Hillary Clinton makes LGBT splash in presidential bid
Republicans struggle with how to deal with gay equality
The 2016 presidential campaign is shaping up to be a particularly exciting and meaningful one for LGBT people. Here are just a few reasons why:
The campaign manager for Democrat Hillary Clinton, who on April 12 announced her intent to run, is an openly gay man, and her YouTube video campaign announcement prominently features gay citizens.
The announced and expected Republican candidates for president are either against equal rights for LGBT people or are struggling to find a comfortable position that satisfies the more conservative Republican primary voters while supporting the majority general public’s belief that the law should treat gay people fairly.
The legality of state bans on marriage for same-sex couples will be a major news story during these first few months of the presidential campaign, at least until the Supreme Court of the United States rules on the matter in June.
The clash between religious beliefs and anti-discrimination laws has reached a new apex in the public’s attention, with the passage, in some states, of legislation seeking to enable people to discriminate against LGBT people.
But the Clinton campaign is clearly the focus of the most attention right now. Her video includes a gay male couple walking down a street hand in hand while one partner explains that the men plan to marry this summer. They are among more than a dozen different people talking about getting ready for a new phase in life—a new job, a new school, a new business.
“I’m getting ready for something, too,” Clinton says in the video.
At a later point in the video, just after Clinton says, “When families are strong, America is strong,” the video shows two women snuggling on a couch.
Clinton and her husband, former President Bill Clinton, have always enjoyed strong support from the LGBT community, but this time around, Hillary Clinton has an openly gay man as her campaign manager.
Thirty-five-year-old Robby Mook is a former head of the Democratic Congressional Campaign Committee and served as campaign manager for Democrat Terry McAuliffe’s gubernatorial victory in Virginia in 2013. He worked on the Democratic presidential campaigns of Hillary Clinton in 2008 and Howard Dean in 2004.
Log Cabin Republicans, a national gay Republican group, issued an email Sunday, saying the “gay left may be willing to make assumptions about Mrs. Clinton’s support for the LGBT community, but Log Cabin Republicans will not.”
The email posed nine questions for Clinton to answer, including “did Mrs. Clinton support the original Religious Freedom Restoration Act signed into law by her husband while she was First Lady upon which this new crop of RFRA legislation is based?” The question was a reference to recent and controversial legislation passed in Indiana and other states that would enable citizens and businesses to claim their religious beliefs require them to discriminate against LGBT people.
Gregory Angelo, Log Cabin’s executive director, said his group would expect answers from Republican presidential candidates, too.
Three Republican U.S. senators have formally announced their campaigns for president: Ted Cruz of Texas on March 23, Rand Paul of Kentucky on April 7, and, most recently, Marco Rubio of Florida on April 13.

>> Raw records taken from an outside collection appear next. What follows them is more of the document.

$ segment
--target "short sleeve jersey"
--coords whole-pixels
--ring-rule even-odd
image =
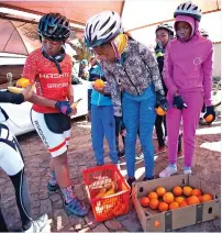
[[[55,101],[65,101],[68,97],[68,87],[71,84],[73,62],[66,55],[59,63],[62,74],[56,65],[45,58],[41,48],[34,51],[26,58],[22,77],[35,84],[36,95]],[[41,113],[56,113],[57,109],[33,104],[33,110]]]

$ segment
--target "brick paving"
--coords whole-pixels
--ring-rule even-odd
[[[26,174],[32,199],[32,215],[37,218],[47,212],[48,228],[44,232],[140,232],[142,231],[136,212],[131,203],[127,214],[98,223],[90,211],[86,218],[67,217],[63,210],[60,192],[48,193],[46,184],[49,176],[49,155],[35,132],[19,137],[24,152]],[[154,140],[156,145],[156,141]],[[106,162],[109,163],[106,144]],[[138,146],[137,146],[137,149]],[[204,180],[218,196],[221,195],[221,127],[220,118],[211,126],[202,126],[197,131],[193,171]],[[162,154],[163,156],[165,154]],[[167,163],[159,155],[155,160],[155,176],[165,168]],[[182,171],[184,159],[178,162],[179,173]],[[90,124],[82,119],[73,121],[71,140],[68,155],[70,178],[75,195],[89,207],[82,170],[96,165],[91,148]],[[142,179],[144,163],[136,164],[136,176]],[[125,175],[124,159],[121,166]],[[19,211],[15,204],[14,190],[7,175],[0,170],[1,207],[11,231],[21,226]],[[220,232],[221,220],[209,221],[198,225],[181,229],[182,232]]]

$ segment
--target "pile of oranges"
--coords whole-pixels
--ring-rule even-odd
[[[175,186],[171,191],[167,191],[164,187],[158,187],[155,191],[151,191],[146,197],[141,198],[141,206],[164,212],[192,204],[199,204],[213,200],[211,195],[204,193],[200,189],[190,186]]]

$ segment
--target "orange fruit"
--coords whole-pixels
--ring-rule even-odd
[[[202,202],[208,202],[213,200],[213,197],[211,195],[203,195],[202,196]]]
[[[16,81],[16,87],[18,88],[26,88],[29,85],[31,85],[30,80],[27,78],[20,78]]]
[[[182,190],[186,197],[190,197],[192,195],[192,188],[189,186],[185,186]]]
[[[187,199],[187,202],[188,202],[189,206],[191,206],[191,204],[198,204],[198,203],[200,203],[200,200],[199,200],[198,197],[191,196],[191,197],[189,197]]]
[[[202,203],[202,195],[198,197],[200,203]]]
[[[200,189],[192,189],[192,196],[199,197],[202,195],[202,191]]]
[[[141,199],[142,207],[148,207],[148,204],[149,204],[149,199],[147,197],[144,197]]]
[[[182,201],[185,201],[185,198],[184,198],[184,197],[176,197],[176,198],[175,198],[175,201],[179,204],[179,203],[181,203]]]
[[[166,111],[164,111],[164,109],[162,109],[162,107],[159,106],[158,108],[156,108],[156,114],[157,115],[165,115]]]
[[[169,209],[168,203],[166,203],[166,202],[164,202],[164,201],[159,202],[159,204],[158,204],[158,210],[159,210],[160,212],[167,211],[168,209]]]
[[[166,203],[171,203],[175,200],[175,196],[171,192],[166,192],[163,197]]]
[[[175,209],[178,209],[179,208],[179,204],[176,202],[176,201],[173,201],[170,204],[169,204],[169,210],[175,210]]]
[[[163,197],[166,193],[166,189],[164,187],[158,187],[156,193],[158,197]]]
[[[157,210],[158,209],[158,199],[156,199],[156,198],[151,199],[151,201],[149,201],[149,208],[152,210]]]
[[[204,118],[206,122],[211,122],[213,120],[213,115],[210,114],[207,118]]]
[[[148,198],[149,198],[149,200],[151,200],[151,199],[158,199],[158,195],[157,195],[155,191],[151,191],[151,192],[148,193]]]
[[[179,203],[179,207],[188,207],[188,203],[186,201],[182,201]]]
[[[159,228],[159,225],[160,225],[160,222],[159,222],[158,220],[156,220],[156,221],[154,222],[154,226],[157,229],[157,228]]]
[[[175,196],[179,197],[182,195],[182,188],[179,187],[179,186],[175,186],[174,189],[173,189],[173,192]]]
[[[102,88],[104,86],[104,82],[102,81],[102,79],[97,79],[95,81],[95,87],[96,88]]]

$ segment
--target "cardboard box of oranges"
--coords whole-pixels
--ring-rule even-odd
[[[133,185],[144,232],[167,232],[220,217],[220,200],[203,181],[179,175]]]

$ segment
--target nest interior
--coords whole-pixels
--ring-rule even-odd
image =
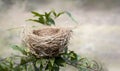
[[[25,43],[37,57],[57,56],[68,46],[71,30],[58,27],[46,27],[33,30],[26,35]]]

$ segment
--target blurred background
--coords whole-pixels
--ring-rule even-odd
[[[52,9],[68,11],[78,22],[67,15],[56,19],[58,26],[77,26],[71,50],[101,61],[108,71],[120,71],[120,0],[0,0],[0,56],[9,56],[10,46],[21,43],[23,27],[34,23],[25,21],[32,18],[31,11]]]

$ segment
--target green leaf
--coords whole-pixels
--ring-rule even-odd
[[[53,66],[54,62],[55,62],[55,58],[51,58],[50,63],[51,63],[52,66]]]

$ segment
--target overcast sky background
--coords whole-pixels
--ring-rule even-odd
[[[55,9],[69,11],[56,20],[58,26],[74,27],[70,49],[102,61],[109,71],[120,71],[120,0],[0,0],[0,56],[11,53],[9,46],[19,44],[21,29],[31,25],[31,11]]]

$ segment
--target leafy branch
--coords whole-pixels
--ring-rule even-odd
[[[22,56],[9,57],[0,61],[2,71],[59,71],[67,64],[72,65],[78,71],[102,71],[102,67],[96,62],[87,58],[79,57],[74,51],[64,49],[57,57],[36,58],[28,49],[14,45],[12,47],[22,53]],[[19,60],[20,59],[20,60]],[[19,63],[16,63],[18,60]]]
[[[77,23],[72,15],[67,11],[56,13],[55,10],[51,10],[50,12],[45,12],[44,14],[32,11],[31,13],[34,15],[33,17],[37,17],[37,19],[28,19],[28,21],[38,22],[43,25],[55,25],[54,19],[58,18],[62,14],[67,14],[75,23]]]

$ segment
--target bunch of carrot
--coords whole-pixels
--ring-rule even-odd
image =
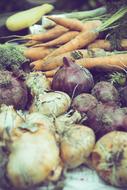
[[[111,52],[110,42],[98,38],[100,32],[112,26],[126,12],[126,7],[120,9],[104,23],[100,20],[84,23],[77,19],[48,16],[48,19],[55,22],[55,26],[42,34],[24,36],[24,39],[34,42],[24,54],[31,59],[34,70],[42,70],[50,79],[63,65],[63,57],[71,58],[89,69],[93,67],[124,69],[127,67],[127,53]],[[121,41],[121,47],[127,50],[127,39]]]

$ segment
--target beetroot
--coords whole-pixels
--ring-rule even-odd
[[[71,97],[89,92],[94,85],[92,74],[73,61],[63,58],[64,65],[56,72],[52,81],[52,89],[63,91]]]
[[[97,105],[97,99],[88,93],[82,93],[72,100],[72,108],[80,113],[87,113]]]
[[[13,105],[15,109],[25,109],[28,91],[25,83],[12,72],[0,71],[0,104]]]
[[[99,103],[95,108],[87,112],[87,125],[91,127],[97,136],[124,128],[124,118],[127,117],[127,108],[117,108]]]
[[[92,95],[95,96],[98,101],[108,105],[119,105],[120,102],[119,93],[110,82],[98,82],[92,89]]]

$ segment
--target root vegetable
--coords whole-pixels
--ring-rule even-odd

Earlier this year, Cruz introduced a bill to block federal benefits to same-sex couples in states that refuse to recognize or license their marriages in an attempt to reverse gains made by the marriage equality movement after the Supreme Court of the United States struck down in 2013 a key provision of the Defense of Marriage Act.
Paul and Rubio have both tried to walk a tricky line between pro “traditional marriage” but not against same-sex marriage.
Last July, Rubio told a Catholic University audience that “we have come a long way” since the days when government banned gays from jobs, bars, and restaurants, and he lamented that “many committed gay and lesbian couples feel humiliated by the law’s failure to recognize their relationship as marriage.” But Rubio said he personally supports the man-woman marriage tradition “not because I seek to discriminate against people who love someone of the same sex, but because I believe that the union of one man and one woman is a special relationship that has proven to be of great benefit to our society ... and therefore deserves to be elevated in our laws.”
In an interview with CNN, Paul took a similar position.
“I think that there’s a religious connotation to marriage. I believe in the traditional religious connotation to this. But I also believe people should be treated fairly under the law,” Paul told CNN’s Dana Bash. “I see no reason why, if the marriage contract conveys certain things that, if you want to marry another woman, you can do that and have a contract. But the thing is the religious connotation of marriage that has been going on for thousands of years—I still want to preserve that. You probably could have both. You could have both traditional marriage, which I believe in, and then you could also have the neutrality of the law that allows people to have contracts with another.”